O primeiro aspecto informado pelo juiz e pelo Jornal Nacional que vale elucidar é sobre o trecho em que fala: “pelo apurado, ninguém foi hackeado por falta de cautela. Não se exigia nenhuma ação da vítima”. O fato de um juiz, que possui acesso a informações sigilosas, atuando em uma operação com imenso impacto político e econômico, utilizar um aplicativo cujos servidores não estão hospedados no Brasil e que as mensagens podem ser lidas pelos proprietários do serviço uma vez que possuem as chaves de criptografia em seus servidores, já é em si um ato de negligência e falta de cautela. Certamente um risco à soberania nacional.
Moro dispunha de outras alternativas, como o terminal de comunicação segura. Ainda assim optou pelo Telegram. Supondo que o uso do Telegram para esses fins fosse aceitável, de quais recursos o atual ministro dispunha na plataforma para se comunicar com mais segurança e reduzir a possibilidade de ser hackeado?
O Telegram oferece um recurso de segurança para o uso de um segundo fator de autenticação, ou seja, além da mensagem de autenticação enviada para a caixa postal ou SMS como pontuam as investigações, é possível cadastrar uma senha. Logo, para ter acesso às mensagens, o hacker precisará não apenas comprometer a linha telefônica, mas também descobrir a senha do seu alvo.
Esses dois mecanismos de segurança combinados teriam inviabilizado o ataque da maneira como ocorrido.
Moro poderia ainda ter optado pelos chats secretos do Telegram, onde é implementada criptografia de ponta a ponta e somente ele e o destinatário estariam aptos a ler as mensagens possuindo suas respectivas chaves de criptografia.
Portanto, houve sim falta de cautela.
Um segundo aspecto refere-se a este trecho: “explorando uma vulnerabilidade da rede de telecomunicações que é comum a todas operadoras.”
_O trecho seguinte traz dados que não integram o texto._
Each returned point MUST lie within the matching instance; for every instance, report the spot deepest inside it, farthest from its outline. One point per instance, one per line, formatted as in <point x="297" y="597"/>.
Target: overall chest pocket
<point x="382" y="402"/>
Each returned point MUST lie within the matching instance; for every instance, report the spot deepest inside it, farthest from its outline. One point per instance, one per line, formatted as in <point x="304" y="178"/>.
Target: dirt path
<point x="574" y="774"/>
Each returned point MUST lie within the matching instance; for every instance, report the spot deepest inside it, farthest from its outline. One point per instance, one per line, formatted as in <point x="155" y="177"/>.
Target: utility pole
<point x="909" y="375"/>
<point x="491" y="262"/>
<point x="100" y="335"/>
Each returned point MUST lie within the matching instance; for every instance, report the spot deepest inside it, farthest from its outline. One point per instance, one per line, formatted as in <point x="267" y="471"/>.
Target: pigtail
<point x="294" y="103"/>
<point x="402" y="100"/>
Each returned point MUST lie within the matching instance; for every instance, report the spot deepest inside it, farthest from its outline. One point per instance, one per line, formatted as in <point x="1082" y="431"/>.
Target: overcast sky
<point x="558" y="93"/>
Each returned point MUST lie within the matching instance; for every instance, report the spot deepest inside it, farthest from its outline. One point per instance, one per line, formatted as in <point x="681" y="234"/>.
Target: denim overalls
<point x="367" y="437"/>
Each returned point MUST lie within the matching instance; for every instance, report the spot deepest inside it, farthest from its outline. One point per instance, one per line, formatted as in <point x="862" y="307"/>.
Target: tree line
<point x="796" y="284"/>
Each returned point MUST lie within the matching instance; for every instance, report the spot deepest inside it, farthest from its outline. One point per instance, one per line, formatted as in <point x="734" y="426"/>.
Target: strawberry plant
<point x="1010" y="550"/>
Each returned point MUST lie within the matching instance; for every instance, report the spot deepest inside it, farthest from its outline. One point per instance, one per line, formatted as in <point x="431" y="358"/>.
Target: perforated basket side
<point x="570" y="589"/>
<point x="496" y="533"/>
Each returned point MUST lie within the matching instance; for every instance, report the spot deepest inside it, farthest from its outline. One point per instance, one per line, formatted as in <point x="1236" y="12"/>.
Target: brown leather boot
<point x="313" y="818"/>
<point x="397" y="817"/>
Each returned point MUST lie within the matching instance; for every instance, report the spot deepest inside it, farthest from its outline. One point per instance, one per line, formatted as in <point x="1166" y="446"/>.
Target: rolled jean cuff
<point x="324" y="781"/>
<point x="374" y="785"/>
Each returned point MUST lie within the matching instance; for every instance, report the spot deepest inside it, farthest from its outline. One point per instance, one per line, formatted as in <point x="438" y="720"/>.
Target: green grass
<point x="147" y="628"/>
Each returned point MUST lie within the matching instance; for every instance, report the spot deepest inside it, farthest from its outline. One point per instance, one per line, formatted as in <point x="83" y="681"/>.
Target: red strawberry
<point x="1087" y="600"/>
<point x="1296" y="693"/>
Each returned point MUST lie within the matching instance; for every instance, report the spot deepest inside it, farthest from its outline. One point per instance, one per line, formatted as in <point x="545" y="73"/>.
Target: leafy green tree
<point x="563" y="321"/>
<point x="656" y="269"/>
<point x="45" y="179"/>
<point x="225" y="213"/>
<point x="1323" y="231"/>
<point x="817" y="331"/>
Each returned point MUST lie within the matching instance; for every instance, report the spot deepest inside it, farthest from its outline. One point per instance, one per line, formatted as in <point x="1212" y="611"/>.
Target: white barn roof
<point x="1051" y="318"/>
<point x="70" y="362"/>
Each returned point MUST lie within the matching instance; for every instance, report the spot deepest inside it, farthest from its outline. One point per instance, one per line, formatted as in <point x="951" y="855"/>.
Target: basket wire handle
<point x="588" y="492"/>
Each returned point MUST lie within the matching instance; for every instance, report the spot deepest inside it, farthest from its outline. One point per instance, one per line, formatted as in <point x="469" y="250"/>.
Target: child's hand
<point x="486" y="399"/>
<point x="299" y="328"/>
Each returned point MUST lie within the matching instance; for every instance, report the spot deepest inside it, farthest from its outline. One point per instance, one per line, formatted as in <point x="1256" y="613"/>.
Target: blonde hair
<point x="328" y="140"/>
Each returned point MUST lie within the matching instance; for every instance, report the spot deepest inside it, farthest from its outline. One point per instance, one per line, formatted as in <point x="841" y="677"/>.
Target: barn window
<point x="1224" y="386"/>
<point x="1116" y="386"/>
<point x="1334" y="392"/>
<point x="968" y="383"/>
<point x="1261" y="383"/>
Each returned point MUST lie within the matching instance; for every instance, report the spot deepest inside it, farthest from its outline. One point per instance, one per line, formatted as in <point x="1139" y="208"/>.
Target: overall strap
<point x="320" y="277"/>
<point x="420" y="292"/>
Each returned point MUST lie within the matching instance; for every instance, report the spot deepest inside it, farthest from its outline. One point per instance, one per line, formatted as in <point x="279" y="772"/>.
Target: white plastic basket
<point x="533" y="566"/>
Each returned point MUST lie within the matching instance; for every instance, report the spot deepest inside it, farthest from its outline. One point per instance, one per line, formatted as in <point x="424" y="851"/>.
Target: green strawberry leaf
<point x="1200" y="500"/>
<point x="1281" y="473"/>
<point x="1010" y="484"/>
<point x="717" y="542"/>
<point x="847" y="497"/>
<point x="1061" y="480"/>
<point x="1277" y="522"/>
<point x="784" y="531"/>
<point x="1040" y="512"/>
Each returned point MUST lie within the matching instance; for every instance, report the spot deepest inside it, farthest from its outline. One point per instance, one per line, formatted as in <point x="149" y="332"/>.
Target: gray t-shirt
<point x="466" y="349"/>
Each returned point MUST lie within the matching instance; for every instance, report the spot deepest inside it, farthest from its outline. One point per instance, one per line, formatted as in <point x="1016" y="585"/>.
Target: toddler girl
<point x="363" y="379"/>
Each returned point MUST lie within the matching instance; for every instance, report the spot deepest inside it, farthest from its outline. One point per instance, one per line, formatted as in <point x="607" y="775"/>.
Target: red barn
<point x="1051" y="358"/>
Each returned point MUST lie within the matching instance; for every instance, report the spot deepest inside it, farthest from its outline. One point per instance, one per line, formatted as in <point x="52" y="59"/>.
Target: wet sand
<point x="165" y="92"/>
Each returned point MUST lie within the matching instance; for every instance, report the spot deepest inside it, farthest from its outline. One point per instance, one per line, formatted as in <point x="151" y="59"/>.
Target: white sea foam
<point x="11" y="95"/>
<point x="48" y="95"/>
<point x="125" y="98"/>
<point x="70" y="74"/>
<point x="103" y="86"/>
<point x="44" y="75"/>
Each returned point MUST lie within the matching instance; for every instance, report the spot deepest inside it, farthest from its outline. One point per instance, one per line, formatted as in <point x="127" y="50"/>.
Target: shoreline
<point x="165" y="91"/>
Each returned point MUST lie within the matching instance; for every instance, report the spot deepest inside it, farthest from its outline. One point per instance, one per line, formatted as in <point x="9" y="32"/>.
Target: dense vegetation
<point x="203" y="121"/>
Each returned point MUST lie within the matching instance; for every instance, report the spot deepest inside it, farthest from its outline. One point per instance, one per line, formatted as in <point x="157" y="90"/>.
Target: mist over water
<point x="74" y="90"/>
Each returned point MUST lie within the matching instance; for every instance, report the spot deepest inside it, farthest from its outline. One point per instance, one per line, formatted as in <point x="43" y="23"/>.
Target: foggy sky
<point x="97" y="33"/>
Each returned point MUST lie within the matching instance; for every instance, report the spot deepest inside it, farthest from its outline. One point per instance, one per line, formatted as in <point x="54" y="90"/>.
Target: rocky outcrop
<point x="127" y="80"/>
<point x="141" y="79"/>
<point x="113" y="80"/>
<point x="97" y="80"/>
Suponho que aqui a referência seja ao protocolo SS7 (Signalling System #7), utilizado largamente por operadoras de telecom no mundo e padronizado desde 1980, datado de uma época onde somente governos e grandes corporações dispunham da tecnologia. Por possuirem confiança mútua, não implementaram recursos apropriados de autenticação, a rede cresceu e permanece assim. Durante a década de 90 e 2000 passou por alterações a fim de comportar o uso de SMS, dados e roaming (MAP – Mobile Application Part), porém continuou sem autenticação.
A vulnerabilidade no protocolo permite ao hacker prever a localização da linha telefônica em suas comunicações, interceptar ligações e mensagens de texto, diferentemente do que foi dito no Jornal Nacional de que “há uma vulnerabilidade detectada e que será corrigida graças à investigação da Polícia Federal”. Se a vulnerabilidade em questão é a do SS7, não é nova como dá a entender a frase acima e nem foi detectada pela Polícia federal. Existem estudos e artigos desde 2001 (A study of Location-Based Services including design and implementation of an enhanced Friend Finder Client with mapping capabilities) que indicam falhas de segurança no protocolo.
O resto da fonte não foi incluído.